Los escándalos en el Congreso parecen no tener fin. Recientemente, la esposa del congresista Darwin Espinoza protagonizó un bochornoso incidente en el edificio parlamentario Fernando Belaúnde Terry. Según testigos, la mujer confrontó a gritos a una asistente parlamentaria, reclamándole su permanencia en la oficina de su cónyuge debido a una supuesta relación sentimental. Lo que comenzó como un enfrentamiento verbal habría escalado hasta llegar a la agresión física.
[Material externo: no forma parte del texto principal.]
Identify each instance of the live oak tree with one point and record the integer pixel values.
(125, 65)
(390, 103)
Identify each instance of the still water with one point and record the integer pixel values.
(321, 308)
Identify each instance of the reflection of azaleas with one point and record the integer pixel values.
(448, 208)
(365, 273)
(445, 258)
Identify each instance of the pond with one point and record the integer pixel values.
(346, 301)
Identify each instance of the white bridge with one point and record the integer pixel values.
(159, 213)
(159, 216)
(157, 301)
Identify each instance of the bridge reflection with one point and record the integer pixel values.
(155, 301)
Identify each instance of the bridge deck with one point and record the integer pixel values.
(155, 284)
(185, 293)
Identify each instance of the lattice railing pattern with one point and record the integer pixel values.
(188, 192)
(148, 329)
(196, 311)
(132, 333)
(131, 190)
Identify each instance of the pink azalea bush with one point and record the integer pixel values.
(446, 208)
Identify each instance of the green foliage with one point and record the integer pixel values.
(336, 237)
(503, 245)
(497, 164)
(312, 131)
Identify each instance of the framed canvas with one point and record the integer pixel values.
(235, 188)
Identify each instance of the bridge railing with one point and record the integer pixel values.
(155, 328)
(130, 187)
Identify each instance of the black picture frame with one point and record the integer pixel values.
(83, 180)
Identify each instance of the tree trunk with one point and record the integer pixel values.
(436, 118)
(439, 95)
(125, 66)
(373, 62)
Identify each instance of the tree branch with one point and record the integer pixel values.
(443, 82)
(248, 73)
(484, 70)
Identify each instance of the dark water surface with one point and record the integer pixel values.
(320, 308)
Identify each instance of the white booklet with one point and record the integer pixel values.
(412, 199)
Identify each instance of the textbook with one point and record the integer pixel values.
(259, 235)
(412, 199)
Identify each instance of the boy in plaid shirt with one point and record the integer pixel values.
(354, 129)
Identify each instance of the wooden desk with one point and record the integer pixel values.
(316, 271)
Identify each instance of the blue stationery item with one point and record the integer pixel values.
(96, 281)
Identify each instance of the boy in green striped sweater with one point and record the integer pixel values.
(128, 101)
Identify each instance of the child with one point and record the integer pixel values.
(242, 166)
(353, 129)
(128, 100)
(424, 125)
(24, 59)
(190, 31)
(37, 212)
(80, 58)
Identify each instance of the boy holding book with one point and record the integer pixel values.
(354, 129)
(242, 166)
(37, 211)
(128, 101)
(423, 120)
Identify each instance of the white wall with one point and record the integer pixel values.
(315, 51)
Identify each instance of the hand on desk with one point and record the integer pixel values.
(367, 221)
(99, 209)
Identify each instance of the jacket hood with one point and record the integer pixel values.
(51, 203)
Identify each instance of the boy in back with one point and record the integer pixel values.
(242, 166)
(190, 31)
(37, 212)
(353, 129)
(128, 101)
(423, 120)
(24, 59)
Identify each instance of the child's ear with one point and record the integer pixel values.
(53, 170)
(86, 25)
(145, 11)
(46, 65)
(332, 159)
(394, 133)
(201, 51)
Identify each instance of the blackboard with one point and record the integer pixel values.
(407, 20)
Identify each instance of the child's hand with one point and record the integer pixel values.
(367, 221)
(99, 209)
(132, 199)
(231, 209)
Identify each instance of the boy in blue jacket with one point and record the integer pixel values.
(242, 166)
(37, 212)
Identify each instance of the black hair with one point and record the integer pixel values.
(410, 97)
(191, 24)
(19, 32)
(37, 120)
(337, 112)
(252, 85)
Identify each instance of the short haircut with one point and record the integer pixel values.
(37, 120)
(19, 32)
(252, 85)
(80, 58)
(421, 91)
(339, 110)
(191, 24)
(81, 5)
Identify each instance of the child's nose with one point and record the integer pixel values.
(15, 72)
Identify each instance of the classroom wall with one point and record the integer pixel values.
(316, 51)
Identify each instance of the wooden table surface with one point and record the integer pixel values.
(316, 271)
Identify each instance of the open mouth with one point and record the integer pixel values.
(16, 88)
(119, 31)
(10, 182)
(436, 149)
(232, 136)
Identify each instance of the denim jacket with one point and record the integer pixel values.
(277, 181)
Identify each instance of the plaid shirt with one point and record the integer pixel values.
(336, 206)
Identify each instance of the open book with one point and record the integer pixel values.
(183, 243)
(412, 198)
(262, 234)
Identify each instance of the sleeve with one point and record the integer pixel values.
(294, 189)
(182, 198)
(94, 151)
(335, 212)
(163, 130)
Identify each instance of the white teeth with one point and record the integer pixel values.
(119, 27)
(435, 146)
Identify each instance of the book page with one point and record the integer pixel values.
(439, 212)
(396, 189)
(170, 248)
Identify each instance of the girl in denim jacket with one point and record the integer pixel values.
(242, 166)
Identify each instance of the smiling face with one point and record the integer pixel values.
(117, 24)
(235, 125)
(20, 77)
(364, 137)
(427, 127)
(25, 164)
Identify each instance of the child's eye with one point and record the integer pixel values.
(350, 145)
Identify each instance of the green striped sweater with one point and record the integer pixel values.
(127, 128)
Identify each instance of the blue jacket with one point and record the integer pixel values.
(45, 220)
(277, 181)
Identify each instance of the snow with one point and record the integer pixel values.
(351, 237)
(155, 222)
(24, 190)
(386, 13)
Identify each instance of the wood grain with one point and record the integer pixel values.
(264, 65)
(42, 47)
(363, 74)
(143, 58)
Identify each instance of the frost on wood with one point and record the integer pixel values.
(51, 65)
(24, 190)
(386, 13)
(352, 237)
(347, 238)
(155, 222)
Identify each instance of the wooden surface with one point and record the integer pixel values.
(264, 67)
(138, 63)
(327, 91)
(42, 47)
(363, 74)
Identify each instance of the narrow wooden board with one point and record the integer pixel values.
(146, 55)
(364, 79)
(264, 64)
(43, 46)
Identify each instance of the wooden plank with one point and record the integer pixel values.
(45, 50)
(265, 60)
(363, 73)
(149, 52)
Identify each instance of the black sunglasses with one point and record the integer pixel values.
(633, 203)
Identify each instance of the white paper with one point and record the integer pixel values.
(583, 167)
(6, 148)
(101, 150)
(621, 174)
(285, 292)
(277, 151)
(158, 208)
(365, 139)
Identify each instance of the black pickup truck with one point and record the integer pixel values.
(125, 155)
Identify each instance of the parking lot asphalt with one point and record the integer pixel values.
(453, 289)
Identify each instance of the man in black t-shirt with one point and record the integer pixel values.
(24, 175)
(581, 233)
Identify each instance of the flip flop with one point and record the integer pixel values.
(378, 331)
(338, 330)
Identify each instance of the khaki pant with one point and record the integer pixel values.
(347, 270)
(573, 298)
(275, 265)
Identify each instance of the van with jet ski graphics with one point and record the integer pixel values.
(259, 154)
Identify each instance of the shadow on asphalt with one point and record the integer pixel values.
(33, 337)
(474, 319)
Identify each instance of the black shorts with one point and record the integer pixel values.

Este lamentable episodio es solo una muestra más de cómo la majestad del Parlamento ha sido mancillada, una vez más, durante la presente gestión. Los casos de “mochasueldos”, “niños” y hasta la presencia de un violador en las filas parlamentarias han socavado gravemente la credibilidad de esta institución, que debería ser un pilar de la democracia.
La violencia entre dos mujeres en una oficina parlamentaria no es solo un escándalo más; es una prueba palpable de que los excesos, desmanes y el descaro se han normalizado en el Congreso. Mientras continúe esta tendencia sistemática hacia la desvergüenza, este poder del Estado seguirá hundiéndose en el descrédito.
El Congreso debe recordar su propósito: legislar para el bien común y servir como un contrapeso en el ejercicio del poder. Si sus miembros no son capaces de actuar con la altura que se espera de ellos, es necesario que la gente tome nota de ello y nunca más confíe en estos.